Pertamina sebagai perusahaan berkelanjutan, menjadi pemimpin dalam transisi energi, inovasi untuk mencapai dekarbonisasi, dan aspek Environment, Social, Governance (ESG) yang merupakan satu aksi total quality dari satu perusahaan yang menjadi pendorong bagi perusahaan menetapkan prinsip lingkungan (Environment), prinsip sosial (Social), dan prinsip Tata Kelola (Governance) secara konsisten dan berkomitmen.

Pertamina adalah perusahaan negara menangani tentang energi harus berkomitmen menjadi perusahaan energi berkelanjutan menuju harmoni masyarakat dan lingkungan serta membangun ekonomi lokal dengan melakukan aksi lingkungan (Environment), sosial (Social), dan tata kelola (Governance) dalam mencapai tujuan memastikan operasionalnya dilakukan secara bertanggungjawab, berkelanjutan, serta menciptakan keseimbangan dan manfaat positif bagi masyarakat Indonesia.

Melakukan ESG dalam industri energi dengan lingkungan yang berkesinambungan, menerapkan inklusivitas dan membangun relasi yang baik dengan menerapkan tata kelola (Governance) yakni Good Corporate Governance (GCG), etika bisnis, transparansi fiskal, dan kepatuhan terhadap hukum dan regulasi. Penerapan ESG menjadi sangat penting dalam hal mitigasi risiko finansial yang timbul dan hal itu berkaitan dengan kepercayaan rakyat Indonesia sebagai konsumen. Untuk itu maka kontribusi pembangunan berkelanjutan harus ada dan terdepan dalam mendukung pencapaian Sustainable Development Goals (SDGs). Adanya pencapaian SDGs membuat kepercayaan publik membaik dan memperkuat sektor energi di Indonesia.

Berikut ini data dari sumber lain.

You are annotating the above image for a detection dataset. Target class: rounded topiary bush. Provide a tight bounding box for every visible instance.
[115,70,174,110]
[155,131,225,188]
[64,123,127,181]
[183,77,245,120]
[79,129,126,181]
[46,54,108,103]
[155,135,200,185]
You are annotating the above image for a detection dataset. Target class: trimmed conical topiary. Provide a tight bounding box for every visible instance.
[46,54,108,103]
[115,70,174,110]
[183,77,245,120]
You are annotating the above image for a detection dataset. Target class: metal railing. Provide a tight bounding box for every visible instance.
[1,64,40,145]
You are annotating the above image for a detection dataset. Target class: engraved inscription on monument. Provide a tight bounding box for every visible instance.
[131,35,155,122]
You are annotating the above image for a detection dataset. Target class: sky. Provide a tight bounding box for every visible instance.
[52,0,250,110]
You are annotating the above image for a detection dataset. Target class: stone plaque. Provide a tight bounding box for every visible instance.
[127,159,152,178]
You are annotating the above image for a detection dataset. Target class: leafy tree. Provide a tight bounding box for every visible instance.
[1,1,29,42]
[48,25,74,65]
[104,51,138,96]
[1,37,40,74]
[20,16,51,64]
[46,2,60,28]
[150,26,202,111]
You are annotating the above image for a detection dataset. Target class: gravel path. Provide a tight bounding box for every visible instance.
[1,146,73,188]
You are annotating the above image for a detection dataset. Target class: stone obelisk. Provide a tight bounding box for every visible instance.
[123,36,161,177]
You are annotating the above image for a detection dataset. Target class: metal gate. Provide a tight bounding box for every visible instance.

Harga BBM yang rendah, terjangkau menjadi impian masyarakat dan para pelaku usaha. Energi Baru Terbarukan (EBT) dinilai menjadi solusi jangka panjang. Untuk itu Pertamina berkomitmen meningkatkan porsi EBT dalam bauran energi nasional dan memperkuat infrastruktur agar pasokan BBM tetap terjaga dan murah.

EBT menjadi solusi jangka panjang sebab pemberian subsidi BBM untuk membuat harga BBM rendah hanya solusi jangka pendek. Pemanfaatan EBT adalah potensi Pertamina untuk menurunkan biaya operasional dan mengurangi ketergantungan pada sumber energi fosil yang lebih mahal.

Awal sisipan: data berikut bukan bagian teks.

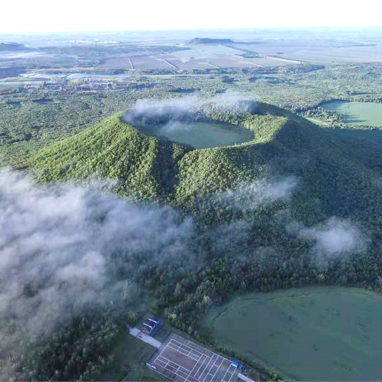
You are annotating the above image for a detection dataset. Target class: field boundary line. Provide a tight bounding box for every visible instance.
[201,355,215,382]
[221,364,233,382]
[189,354,206,377]
[194,355,211,380]
[228,369,235,382]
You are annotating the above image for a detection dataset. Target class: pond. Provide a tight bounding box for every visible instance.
[320,101,382,127]
[202,287,382,381]
[6,101,21,108]
[33,99,54,105]
[155,121,254,149]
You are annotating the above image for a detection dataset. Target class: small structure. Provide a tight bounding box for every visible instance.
[142,320,155,334]
[231,361,239,368]
[141,317,161,335]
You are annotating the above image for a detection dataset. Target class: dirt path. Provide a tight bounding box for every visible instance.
[306,117,330,126]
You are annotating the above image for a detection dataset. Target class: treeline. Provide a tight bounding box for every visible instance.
[1,312,135,381]
[0,90,164,167]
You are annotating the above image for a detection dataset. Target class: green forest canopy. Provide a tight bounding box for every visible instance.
[6,100,382,381]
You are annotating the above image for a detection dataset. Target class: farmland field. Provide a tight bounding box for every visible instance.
[156,121,254,149]
[202,287,382,381]
[321,101,382,127]
[287,45,382,63]
[129,55,174,70]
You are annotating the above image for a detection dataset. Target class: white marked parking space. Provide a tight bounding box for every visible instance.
[147,333,240,382]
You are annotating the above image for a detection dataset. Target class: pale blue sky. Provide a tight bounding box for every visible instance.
[2,0,381,33]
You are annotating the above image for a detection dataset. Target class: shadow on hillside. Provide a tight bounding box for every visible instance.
[242,114,382,221]
[325,127,382,173]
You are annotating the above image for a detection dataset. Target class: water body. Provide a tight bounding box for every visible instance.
[321,101,382,127]
[20,73,66,79]
[156,121,254,149]
[202,287,382,381]
[67,73,133,79]
[6,101,21,108]
[0,81,44,86]
[20,73,133,79]
[0,52,47,59]
[33,99,54,105]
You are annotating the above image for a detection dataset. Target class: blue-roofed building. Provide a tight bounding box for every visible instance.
[141,317,161,335]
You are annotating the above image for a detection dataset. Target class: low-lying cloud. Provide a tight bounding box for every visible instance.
[0,164,366,342]
[0,168,194,337]
[287,216,368,264]
[300,217,366,255]
[159,120,193,134]
[221,176,299,211]
[129,90,255,115]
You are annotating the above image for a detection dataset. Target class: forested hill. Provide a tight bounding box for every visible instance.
[19,101,382,381]
[0,42,28,51]
[29,114,191,200]
[29,101,382,231]
[28,100,382,320]
[28,102,292,202]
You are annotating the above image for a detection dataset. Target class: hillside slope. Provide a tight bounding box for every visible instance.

Sementara itu ketika acara Green Energy Summit 2025 pada Selasa 23 September 2025 lalu yang digelar di Hotel JW Marriott, Kuningan, Jakarta ada sebanyak 15 narasumber yang sangat kompeten pada bidang energi hijau (green energy) tampil membedah masa depan energi hijau dalam kaitannya dengan target Net Zero Emission (NZE) 2060 dengan bertajuk Transisi Energi yang Adil: Menjaga Bumi, Menyejahterakan Rakyat.

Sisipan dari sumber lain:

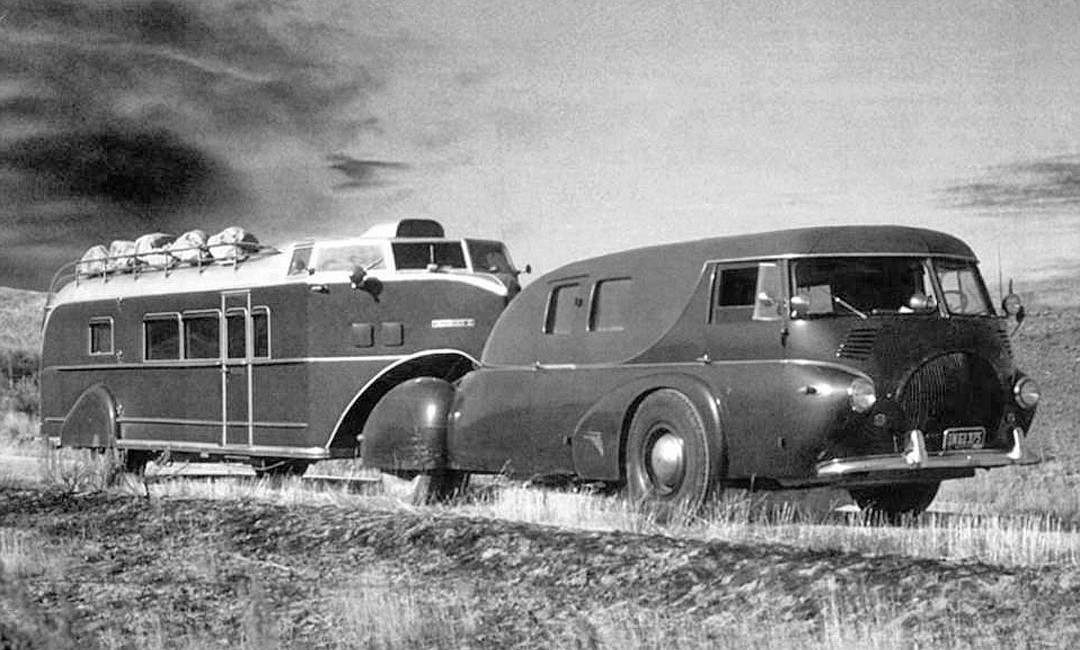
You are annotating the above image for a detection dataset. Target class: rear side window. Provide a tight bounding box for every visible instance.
[144,315,180,360]
[88,318,113,355]
[589,278,632,332]
[544,283,581,335]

Wakil Menteri Energi dan Sumber Daya Mineral (ESDM) Yuliot Tanjung yang membuka acara Green Energy Summit 2025 itu mengatakan pemerintah tidak bisa bergerak sendiri dalam proses transisi energi menuju net zero emission (NZE), namun perlu juga adanya dukungan dan kerjasama dari berbagai pihak, seperti pelaku usaha, investor, akademisi, masyarakat dan juga media. “Dengan adanya Green Energy Summit 2025 ini, kami mengharapkan tentu kita perlu melakukan kolaborasi dalam upaya penurunan emisi gas rumah kaca melalui penggunaan energi fosil dengan pengembangan energi baru terbarukan (EBT),” kata Yuliot.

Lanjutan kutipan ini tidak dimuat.